One aim of modern cellular biology is to understand how all the cellular components may be assembled into a whole, living cell. How does a single cell develop? Still little is known about how cellular components may self-assemble and organize at a global cellular level. How do cellular components sense cell size, measure distances, and position cellular components at specific locations inside the cell? How does pattern formation occur in the single cell, to establish distinct functional domains?

Our laboratory studies primarily the fission yeast Schizosaccharomyces pombe, an excellent model organism ideal for studying cellular morphogenesis. Fission yeast are simple rod-shaped cells that grow at the cell tips and divide by medial fission. One feature that makes fission yeast so ideal for these studies on spatial control is that its shape, size and division habits are extremely reproducible. Therefore, it is possible to identify mutants that have aberrant cell shape, cell size or cell division patterns.
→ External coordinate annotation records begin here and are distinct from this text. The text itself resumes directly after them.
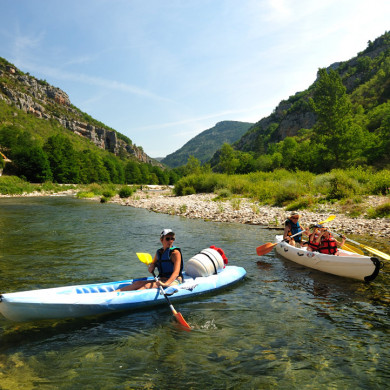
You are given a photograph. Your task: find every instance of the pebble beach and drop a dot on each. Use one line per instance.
(242, 210)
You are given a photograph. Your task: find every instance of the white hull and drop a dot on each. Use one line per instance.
(346, 264)
(95, 299)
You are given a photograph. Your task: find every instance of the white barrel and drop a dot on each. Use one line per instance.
(207, 262)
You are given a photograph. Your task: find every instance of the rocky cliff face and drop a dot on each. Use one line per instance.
(47, 102)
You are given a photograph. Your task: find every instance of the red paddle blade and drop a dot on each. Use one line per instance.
(264, 249)
(181, 320)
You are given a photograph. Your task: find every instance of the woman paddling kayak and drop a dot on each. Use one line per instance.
(169, 262)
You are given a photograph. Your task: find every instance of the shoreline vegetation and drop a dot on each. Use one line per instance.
(359, 215)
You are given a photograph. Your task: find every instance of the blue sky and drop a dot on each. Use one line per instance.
(162, 71)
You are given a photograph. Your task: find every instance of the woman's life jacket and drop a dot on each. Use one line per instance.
(328, 246)
(164, 263)
(312, 242)
(295, 228)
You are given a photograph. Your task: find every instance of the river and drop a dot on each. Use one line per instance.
(283, 327)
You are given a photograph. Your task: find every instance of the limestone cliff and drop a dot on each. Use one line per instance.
(46, 102)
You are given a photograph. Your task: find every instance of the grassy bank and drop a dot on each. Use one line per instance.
(298, 190)
(12, 185)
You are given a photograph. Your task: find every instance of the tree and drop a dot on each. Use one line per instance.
(341, 138)
(228, 163)
(62, 158)
(132, 173)
(192, 166)
(33, 164)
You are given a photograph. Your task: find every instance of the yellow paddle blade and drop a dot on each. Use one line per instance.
(264, 249)
(146, 258)
(353, 249)
(330, 218)
(377, 252)
(180, 319)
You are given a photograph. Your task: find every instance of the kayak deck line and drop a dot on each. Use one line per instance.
(100, 298)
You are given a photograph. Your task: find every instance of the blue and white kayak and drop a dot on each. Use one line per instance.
(101, 298)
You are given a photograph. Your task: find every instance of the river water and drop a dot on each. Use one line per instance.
(283, 327)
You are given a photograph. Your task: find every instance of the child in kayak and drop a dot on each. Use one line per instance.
(169, 262)
(312, 245)
(327, 243)
(291, 227)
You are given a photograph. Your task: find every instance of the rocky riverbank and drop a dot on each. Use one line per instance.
(241, 210)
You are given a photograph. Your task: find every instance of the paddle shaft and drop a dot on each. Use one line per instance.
(177, 315)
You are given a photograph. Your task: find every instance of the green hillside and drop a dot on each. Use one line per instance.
(205, 144)
(342, 120)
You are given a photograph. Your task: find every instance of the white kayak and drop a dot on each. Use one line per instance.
(101, 298)
(345, 264)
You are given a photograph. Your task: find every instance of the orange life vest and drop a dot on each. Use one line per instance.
(328, 246)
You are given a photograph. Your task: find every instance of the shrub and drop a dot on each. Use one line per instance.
(108, 193)
(380, 183)
(337, 185)
(288, 190)
(223, 193)
(188, 191)
(381, 211)
(85, 194)
(126, 191)
(13, 185)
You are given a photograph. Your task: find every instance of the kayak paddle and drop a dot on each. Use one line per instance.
(146, 258)
(351, 248)
(370, 249)
(264, 249)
Fission and budding yeasts are evolutionarily distant, and aspects of fission yeast cell division and cell polarity are more similar to processes in animal cells than in budding yeast. For instance, as in some animal cells, localization of the sites of cell polarity and polarized growth are dependent on microtubules in fission yeast, but not in budding yeast. The advent of a sequenced genome, coupled with excellent genetics and cytology, now makes fission yeast a potent system for addressing many important questions in cell biology. See pombe link for more general information about fission yeast.

Our lab is interested in how a fission yeast cell establishes its "ends" and "middle." The interphase nucleus and microtubules are positioned by dynamics of the microtubule cytoskeleton. These components establish a cellular axis that positions cell polarity and cytokinesis factors. The plus ends of microtubules help to define the cell "ends" by delivering cell polarity factors such as tea1p to the cell tips. The position of the nucleus determines the "middle" by localizing cytokinesis factors such as cdc12p and mid1p in the vicinity of the nucleus. In both cytokinesis and cell polarity, we find that key proteins that regulate these processes are present in motile particles that 1) move on microtubules or actin to the middle of ends of the cell, 2) dock at the cell surface, and then 3) function to induce the formation of specific actin structures (the contractile actin ring for cytokinesis, and actin cables for cell polarity).